In December alone, however, the import bill for crude oil declined by almost 6% whereas the volume increased marginally by 1% to 19.9 million tonnes compared to December 2023.

The country’s dependency on import of crude oil during April to December of the current fiscal rose to 88.1%, up from 87.5% in the corresponding period of FY24 amid rising demand and stagnant domestic production.

In the beginning of the fiscal year, ICRA had projected India’s net crude oil import bill to reach $101-104 billion in FY25 from $96.1 billion in FY24 on the back of lower discounts on Russian crude purchase amid rising import dependency.

Now the latest US sanctions on Russia have also posed a threat to India’s crude oil supply which may result in higher cost of the landed crude oil for Indian refiners as they diversify their crude sourcing, likely at a premium to the landed price of Russian crude arriving into India.

Given that global VLCC (very large crude carrier) freight rates have spiked over the past few days, oil sourcing from other countries including the Middle East and the US would further increase freight costs for Indian refiners, as per Xavier Tang, market analyst at Vortexa.

Russia remained the largest crude supplier to India in December accounting for 31% of India’s total crude oil imports. However, imports from the country registered a decline of 13.2% to 1.39 million barrels per day against 1.61 million barrels per day in November, data from Vortexa showed.

Upstream companies produced 21.6 million tonnes of crude oil during the period, slightly down from 22.0 million tonnes in the same period last fiscal. The declining trend in production can be attributed to maturing of the existing oil fields amid lack of new areas of production, as per analysts. In December, production remained muted at 2.5 million tonnes.

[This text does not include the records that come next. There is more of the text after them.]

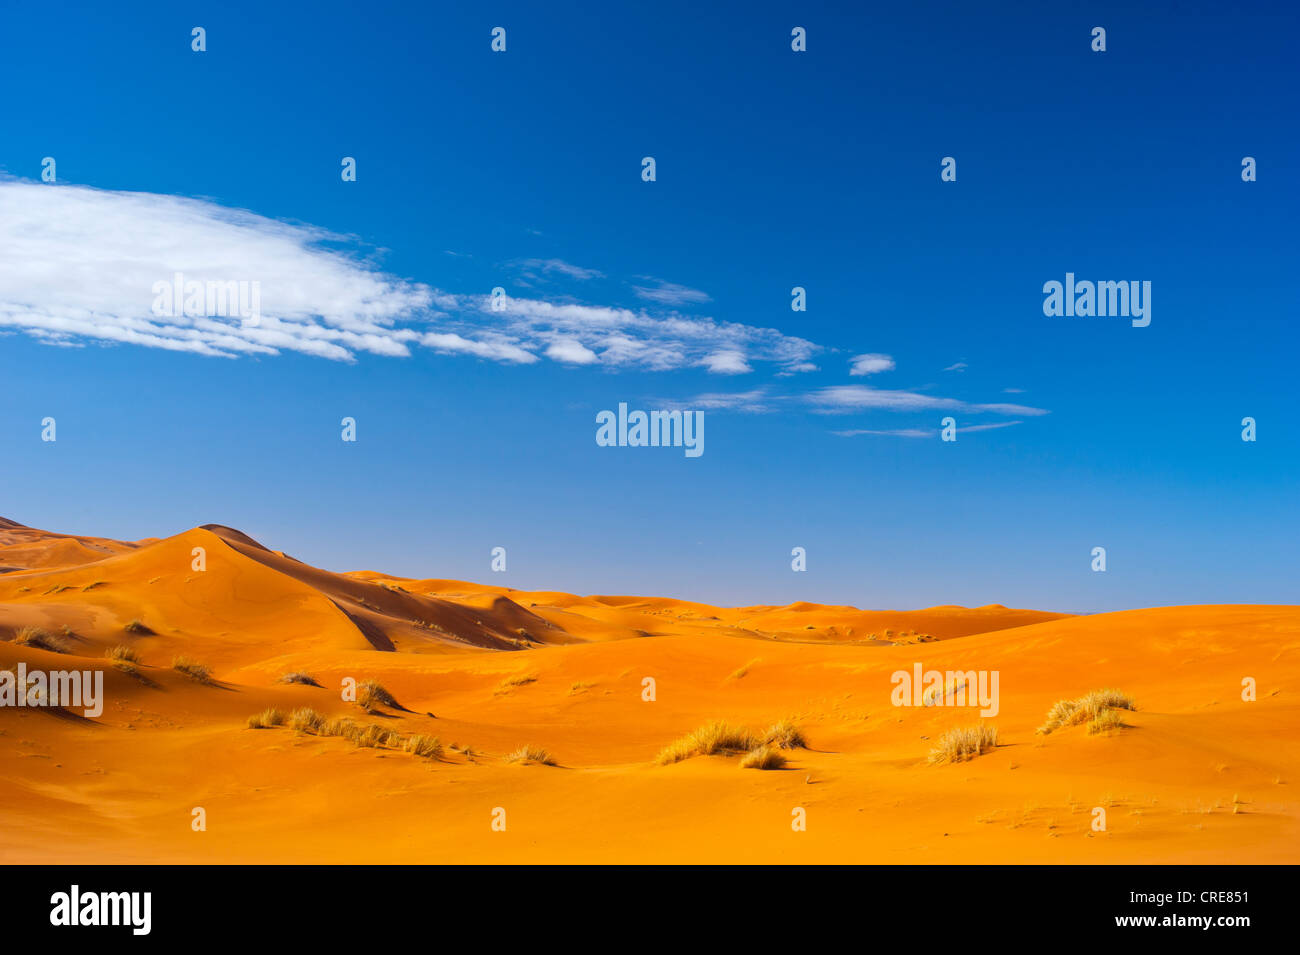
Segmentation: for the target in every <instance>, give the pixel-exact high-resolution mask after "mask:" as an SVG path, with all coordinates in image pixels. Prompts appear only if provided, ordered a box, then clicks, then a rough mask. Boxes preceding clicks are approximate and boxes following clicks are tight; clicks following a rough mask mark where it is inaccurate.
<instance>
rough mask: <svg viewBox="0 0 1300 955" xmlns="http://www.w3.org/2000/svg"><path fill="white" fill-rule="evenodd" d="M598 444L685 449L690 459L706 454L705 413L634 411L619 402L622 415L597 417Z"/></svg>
mask: <svg viewBox="0 0 1300 955" xmlns="http://www.w3.org/2000/svg"><path fill="white" fill-rule="evenodd" d="M595 424H597V429H595V443H597V444H598V446H601V447H602V448H614V447H619V448H660V447H663V448H668V447H672V448H685V450H686V457H699V456H701V455H702V453H705V413H703V412H702V411H680V409H675V411H651V412H643V411H633V412H628V405H627V401H619V413H617V414H615V413H614V412H612V411H602V412H599V413H598V414H597V416H595Z"/></svg>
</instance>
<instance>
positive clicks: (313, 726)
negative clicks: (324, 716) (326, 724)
mask: <svg viewBox="0 0 1300 955" xmlns="http://www.w3.org/2000/svg"><path fill="white" fill-rule="evenodd" d="M289 725H290V728H292V729H295V730H298V732H299V733H316V734H320V732H321V726H324V725H325V717H324V716H321V715H320V713H317V712H316V711H315V709H312V708H311V707H299V708H298V709H295V711H294V712H292V713H290V715H289Z"/></svg>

Despite the government’s efforts to boost production and reduce dependency on imports, the production has remained stagnant over the last ten years and the country’s dependency on imports has only increased. However, state-run major oil explorer Oil and Natural Gas Corp expects to increase its output in the coming two years with production to start in a clutch of new fields.

In 2023, the company acquired more than 32,000 square kilometers of new acreages, taking the total area to around 180,000 SKM. ONGC expects its acreage to increase to 250,000 SKM once the OALP’s 9th round results are formalised.

With the recent amendments in the Oilfields (Regulation and Development) Act, 1948, the government expects increased participation from the domestic and international players. The amendment broadens the definition of mineral oils which includes any naturally occurring hydrocarbon, coal bed methane, oil shale, shale gas, etc.

Oil minister Hardeep Singh Puri on multiple occasions has said that the government is also constantly engaging with international oil and gas companies to boost domestic output.

Stagnant domestic output and rising import dependency does not bode well for India at a time when the geopolitical tensions are on the rise. However, Indian upstream companies are now more open to overseas investments and venturing to newer locations, according to analysts.